Strukturelle Änderungen sind unverzichtbar

Kurzkommentar von Henning Ohlsson, Direktor Nachhaltigkeit Epson Europa und Geschäftsführer der Epson Deutschland GmbH.

Kommentar

„Vorreiter zu sein und damit aktiv die Ausrichtung zu bestimmen, zahlt sich aus“, betont Henning Ohlsson.

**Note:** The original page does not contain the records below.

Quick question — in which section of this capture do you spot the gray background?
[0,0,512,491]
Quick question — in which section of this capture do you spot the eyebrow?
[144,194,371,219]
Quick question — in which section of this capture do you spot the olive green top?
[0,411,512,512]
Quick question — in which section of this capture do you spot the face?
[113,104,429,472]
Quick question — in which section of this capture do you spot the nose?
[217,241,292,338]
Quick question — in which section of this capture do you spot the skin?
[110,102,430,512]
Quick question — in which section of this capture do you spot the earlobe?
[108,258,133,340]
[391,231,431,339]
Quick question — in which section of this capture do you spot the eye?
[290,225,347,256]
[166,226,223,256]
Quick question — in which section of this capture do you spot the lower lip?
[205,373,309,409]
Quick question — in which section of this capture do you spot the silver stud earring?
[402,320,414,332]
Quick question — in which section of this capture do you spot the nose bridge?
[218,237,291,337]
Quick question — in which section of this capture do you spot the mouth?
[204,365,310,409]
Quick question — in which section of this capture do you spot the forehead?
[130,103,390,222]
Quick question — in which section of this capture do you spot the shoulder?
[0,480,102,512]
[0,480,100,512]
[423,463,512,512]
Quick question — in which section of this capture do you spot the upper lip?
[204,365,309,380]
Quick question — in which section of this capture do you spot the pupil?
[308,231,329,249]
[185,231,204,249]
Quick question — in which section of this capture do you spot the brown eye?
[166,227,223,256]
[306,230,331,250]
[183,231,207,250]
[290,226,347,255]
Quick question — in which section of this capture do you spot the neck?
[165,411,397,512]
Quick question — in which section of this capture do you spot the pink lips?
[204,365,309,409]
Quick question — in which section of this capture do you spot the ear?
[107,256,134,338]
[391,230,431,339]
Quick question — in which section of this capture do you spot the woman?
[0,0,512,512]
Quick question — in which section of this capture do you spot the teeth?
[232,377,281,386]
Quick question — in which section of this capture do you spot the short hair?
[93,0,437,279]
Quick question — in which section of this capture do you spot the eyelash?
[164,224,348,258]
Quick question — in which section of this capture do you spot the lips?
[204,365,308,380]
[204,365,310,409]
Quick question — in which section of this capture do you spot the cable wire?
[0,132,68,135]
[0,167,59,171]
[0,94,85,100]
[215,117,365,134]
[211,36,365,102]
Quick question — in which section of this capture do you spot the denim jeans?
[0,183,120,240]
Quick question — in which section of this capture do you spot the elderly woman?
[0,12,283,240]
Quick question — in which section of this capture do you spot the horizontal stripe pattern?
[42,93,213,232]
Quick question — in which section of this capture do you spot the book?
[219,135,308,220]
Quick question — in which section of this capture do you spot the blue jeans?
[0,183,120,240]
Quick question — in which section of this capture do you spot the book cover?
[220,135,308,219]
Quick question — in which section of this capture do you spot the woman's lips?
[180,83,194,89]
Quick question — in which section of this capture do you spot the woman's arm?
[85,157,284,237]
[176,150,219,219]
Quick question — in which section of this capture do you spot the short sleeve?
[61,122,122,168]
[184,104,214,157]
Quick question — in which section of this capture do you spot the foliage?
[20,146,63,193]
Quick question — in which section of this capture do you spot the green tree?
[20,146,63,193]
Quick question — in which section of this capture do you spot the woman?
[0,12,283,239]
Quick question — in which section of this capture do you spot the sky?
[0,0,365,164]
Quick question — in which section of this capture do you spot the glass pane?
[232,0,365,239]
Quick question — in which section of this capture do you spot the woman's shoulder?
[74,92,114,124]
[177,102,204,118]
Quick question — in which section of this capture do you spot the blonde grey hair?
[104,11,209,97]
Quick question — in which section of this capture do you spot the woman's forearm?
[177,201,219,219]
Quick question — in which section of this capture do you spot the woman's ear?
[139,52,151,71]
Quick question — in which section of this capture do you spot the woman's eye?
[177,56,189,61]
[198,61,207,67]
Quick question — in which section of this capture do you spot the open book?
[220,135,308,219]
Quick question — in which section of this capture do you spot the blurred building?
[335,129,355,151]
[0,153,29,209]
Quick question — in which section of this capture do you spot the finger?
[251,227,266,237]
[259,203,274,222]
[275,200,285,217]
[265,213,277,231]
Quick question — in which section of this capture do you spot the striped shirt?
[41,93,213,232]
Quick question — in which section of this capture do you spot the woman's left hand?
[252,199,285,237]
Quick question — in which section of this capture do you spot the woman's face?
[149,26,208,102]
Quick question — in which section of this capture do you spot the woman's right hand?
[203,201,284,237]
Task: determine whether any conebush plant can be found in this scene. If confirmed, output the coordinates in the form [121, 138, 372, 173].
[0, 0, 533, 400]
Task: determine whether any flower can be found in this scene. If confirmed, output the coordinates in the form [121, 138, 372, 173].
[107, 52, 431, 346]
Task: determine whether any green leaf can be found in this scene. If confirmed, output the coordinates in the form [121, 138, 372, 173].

Angesichts des Klimawandels sind Kreislaufwirtschaft und soziale Nachhaltigkeit „Must-haves“ in unserer Gesellschaft. Vorreiter zu sein und damit aktiv die Ausrichtung zu bestimmen, zahlt sich aus. Es gilt: einfach anfangen. Alle Ideen und Bemühungen sind jedoch meist nur ein Tropfen auf den heißen Stein, wenn sich die Einstellung, das Mindset, nicht ändert. Das Top-Management muss das Thema „Nachhaltigkeit“ in die Organisation tragen, Freiräume schaffen und im Zweifel auch das Know-how und/oder die finanziellen Mittel bereitstellen, um nachhaltig zu beschaffen bzw. umzustellen. 

Dies ist ein Artikel aus unserer Print-Ausgabe 5/2022. Bestellen Sie ein kostenfreies Probe-Abo.

„Never change a running system“ ist leider immer noch zu oft das Mittel der Wahl. Es ist aber nicht das, was nötig ist, um wirkliche Änderungen einzuleiten – und zwar strukturelle Änderungen, ohne die wir die vor uns stehenden Kraftanstrengungen nicht meistern werden. Das Themenfeld „Nachhaltigkeit“ professionalisiert sich zunehmend, sei es durch neue Studiengänge oder durch Erfahrungen in diesem Bereich. Es zeigt sich auch – zumindest in Anfängen – ein Umdenken in der klassischen Betriebswirtschaftslehre. Gut so, finde ich.